Весь день и вечер мы шли по раскисшей земле в полном боевом обмундировании, это было трудно. Дождь не прекращался ни на минуту, правда, это был уже и не ливень, как утром. К Северной гавани мы вышли в темноте, но решили не останавливаться и войти в поселок для разведки.
Картина с опустевшими домами повторилась, нигде не было видно жителей. И только в военном городке заметили пять больших палаток – значит, гарнизон состоял не более чем из ста бойцов. Мы решили идти на штурм ночью, так же, как и в прошлый раз, напасть, используя наше преимущество в ночном зрении.
– Там мирные жители! – доложил нам разведчик, который скрытно осмотрел стоянку врага. – Три или четыре палатки заполнены пленными, видел только мужчин. У баррикад вокруг лагеря два дозора по три человека. В одной их палаток точно размещены файские солдаты.

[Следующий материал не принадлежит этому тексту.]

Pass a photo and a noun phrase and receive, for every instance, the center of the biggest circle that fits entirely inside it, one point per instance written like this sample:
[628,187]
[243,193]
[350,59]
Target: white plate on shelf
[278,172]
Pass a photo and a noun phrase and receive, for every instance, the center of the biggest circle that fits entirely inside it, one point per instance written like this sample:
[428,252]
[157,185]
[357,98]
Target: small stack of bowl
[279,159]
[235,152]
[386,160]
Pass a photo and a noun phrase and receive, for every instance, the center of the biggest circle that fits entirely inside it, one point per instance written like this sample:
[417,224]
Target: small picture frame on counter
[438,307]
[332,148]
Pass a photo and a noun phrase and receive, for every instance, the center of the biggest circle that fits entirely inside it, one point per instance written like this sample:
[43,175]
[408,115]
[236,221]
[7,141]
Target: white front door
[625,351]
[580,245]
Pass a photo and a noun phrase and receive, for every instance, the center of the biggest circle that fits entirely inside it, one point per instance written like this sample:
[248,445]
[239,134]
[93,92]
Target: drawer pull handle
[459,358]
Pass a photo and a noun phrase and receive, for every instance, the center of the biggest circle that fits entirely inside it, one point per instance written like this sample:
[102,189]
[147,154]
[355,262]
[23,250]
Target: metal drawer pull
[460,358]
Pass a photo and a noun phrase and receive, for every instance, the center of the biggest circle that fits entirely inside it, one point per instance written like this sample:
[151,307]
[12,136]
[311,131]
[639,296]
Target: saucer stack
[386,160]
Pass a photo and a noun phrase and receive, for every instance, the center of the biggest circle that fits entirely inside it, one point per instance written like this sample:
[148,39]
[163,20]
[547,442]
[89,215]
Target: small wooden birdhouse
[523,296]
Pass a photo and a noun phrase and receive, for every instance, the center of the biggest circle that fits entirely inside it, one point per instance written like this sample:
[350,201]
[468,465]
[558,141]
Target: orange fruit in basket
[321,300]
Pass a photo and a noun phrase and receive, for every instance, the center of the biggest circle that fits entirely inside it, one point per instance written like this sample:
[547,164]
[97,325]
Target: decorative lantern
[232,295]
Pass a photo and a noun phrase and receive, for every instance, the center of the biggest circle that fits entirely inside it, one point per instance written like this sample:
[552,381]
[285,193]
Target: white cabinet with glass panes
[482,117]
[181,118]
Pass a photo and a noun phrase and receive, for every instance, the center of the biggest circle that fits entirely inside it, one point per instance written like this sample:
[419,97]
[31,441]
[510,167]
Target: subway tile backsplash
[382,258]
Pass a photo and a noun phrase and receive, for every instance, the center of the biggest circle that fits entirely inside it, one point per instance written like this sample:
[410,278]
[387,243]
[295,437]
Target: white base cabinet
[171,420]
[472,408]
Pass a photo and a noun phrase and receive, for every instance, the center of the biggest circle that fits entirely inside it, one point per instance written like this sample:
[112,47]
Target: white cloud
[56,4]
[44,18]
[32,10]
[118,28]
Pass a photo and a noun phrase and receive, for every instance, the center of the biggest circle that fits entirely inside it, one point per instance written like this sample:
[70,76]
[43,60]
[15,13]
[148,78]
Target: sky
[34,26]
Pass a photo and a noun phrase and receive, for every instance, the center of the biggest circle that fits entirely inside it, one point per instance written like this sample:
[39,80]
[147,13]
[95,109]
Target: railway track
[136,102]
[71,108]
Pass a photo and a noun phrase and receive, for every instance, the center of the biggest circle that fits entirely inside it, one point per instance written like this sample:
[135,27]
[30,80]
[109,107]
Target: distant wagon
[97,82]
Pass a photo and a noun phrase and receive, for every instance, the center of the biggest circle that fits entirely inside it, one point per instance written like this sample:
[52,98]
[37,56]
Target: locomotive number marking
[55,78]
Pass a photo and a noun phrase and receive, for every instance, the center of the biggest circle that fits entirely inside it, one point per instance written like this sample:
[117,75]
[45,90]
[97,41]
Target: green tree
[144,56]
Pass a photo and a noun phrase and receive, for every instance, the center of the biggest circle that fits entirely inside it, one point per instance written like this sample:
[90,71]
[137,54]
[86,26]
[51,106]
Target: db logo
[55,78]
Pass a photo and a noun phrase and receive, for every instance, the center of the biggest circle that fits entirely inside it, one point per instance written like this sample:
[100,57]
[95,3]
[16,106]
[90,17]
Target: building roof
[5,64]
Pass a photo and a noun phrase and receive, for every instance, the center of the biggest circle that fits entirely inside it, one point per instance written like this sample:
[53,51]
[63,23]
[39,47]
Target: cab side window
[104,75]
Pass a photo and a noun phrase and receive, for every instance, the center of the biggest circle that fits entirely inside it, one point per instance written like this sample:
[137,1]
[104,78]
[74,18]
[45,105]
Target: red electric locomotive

– Сколько, думаешь, их всего и что это за подразделение? – деловито спросил Ахмат.
– Максимум – двадцать шесть человек: палатка двадцатиместная и шестеро на постах, – разведчик задумался, – скорее всего, это пехотная часть, лошадей, пригодных для кавалерии, я не видел, только десяток тягловых. Могу предположить, что часть тыловая, видел одного бойца без правой руки, таких в штурмовики не берут.
– Мирных там сколько?
– Наверное, не больше сотни, – задумался боец, – файцы рабов в армейскую палатку по тридцать размещают, у них же снаряжения нет, места меньше надо.

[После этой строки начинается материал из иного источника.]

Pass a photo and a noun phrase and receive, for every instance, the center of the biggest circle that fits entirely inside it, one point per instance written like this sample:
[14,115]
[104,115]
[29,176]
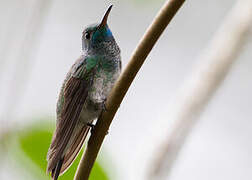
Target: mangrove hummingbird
[83,94]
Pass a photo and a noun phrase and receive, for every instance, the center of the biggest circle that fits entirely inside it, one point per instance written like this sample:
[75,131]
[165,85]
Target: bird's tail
[64,163]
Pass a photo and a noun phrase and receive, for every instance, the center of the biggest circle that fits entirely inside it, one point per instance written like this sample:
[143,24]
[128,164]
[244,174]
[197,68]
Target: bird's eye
[87,35]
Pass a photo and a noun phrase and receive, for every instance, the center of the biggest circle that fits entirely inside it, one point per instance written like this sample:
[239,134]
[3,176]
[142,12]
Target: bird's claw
[104,108]
[91,126]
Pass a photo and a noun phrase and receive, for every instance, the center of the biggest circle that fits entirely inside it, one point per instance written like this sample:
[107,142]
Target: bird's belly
[90,112]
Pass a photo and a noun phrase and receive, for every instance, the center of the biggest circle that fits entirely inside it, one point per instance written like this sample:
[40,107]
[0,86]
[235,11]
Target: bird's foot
[91,126]
[104,108]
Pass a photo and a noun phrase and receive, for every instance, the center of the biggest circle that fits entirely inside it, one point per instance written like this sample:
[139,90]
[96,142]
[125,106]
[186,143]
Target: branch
[217,60]
[119,90]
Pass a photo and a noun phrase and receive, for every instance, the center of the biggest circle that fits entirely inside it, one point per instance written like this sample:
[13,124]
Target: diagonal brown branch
[149,39]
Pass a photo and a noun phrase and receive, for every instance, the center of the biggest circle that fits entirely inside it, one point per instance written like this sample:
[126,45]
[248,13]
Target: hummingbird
[83,94]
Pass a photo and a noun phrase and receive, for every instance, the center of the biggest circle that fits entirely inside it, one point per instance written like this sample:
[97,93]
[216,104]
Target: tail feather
[75,148]
[69,156]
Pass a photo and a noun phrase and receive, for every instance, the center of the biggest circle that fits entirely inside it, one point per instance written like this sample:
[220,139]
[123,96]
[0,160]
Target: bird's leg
[91,126]
[104,108]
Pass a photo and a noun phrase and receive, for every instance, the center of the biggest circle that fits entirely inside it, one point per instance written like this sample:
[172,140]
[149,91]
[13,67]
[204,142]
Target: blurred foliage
[31,148]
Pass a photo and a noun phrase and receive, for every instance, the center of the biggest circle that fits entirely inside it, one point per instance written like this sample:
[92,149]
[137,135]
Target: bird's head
[96,36]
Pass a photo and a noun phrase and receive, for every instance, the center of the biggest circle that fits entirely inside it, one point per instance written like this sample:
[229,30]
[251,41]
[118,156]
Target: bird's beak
[105,18]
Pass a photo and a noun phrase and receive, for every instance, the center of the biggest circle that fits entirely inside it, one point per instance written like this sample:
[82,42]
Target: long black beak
[105,17]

– А что в пятой палатке? – я уже продумывал предстоящую атаку.
– Ну или какие-то бесшумные рабы, – разведчик почесал затылок в раздумье, – или груз, который нельзя хранить под дождем.
– Порох! – хором сказали мы с Ахматом.
– Командор, – сержант посмотрел мне в глаза, – твои методы боя тут не подходят! Нам нужна не психованная резня всех со всеми, а осторожная атака и быстрый бой. Хочется сохранить жизни пленных. Позволишь пойти нам самим?
Он выжидательно смотрел на меня, и я видел, что он действительно хочет спасти людей и надеется на выучку рирских гвардейцев больше, чем на мои фокусы.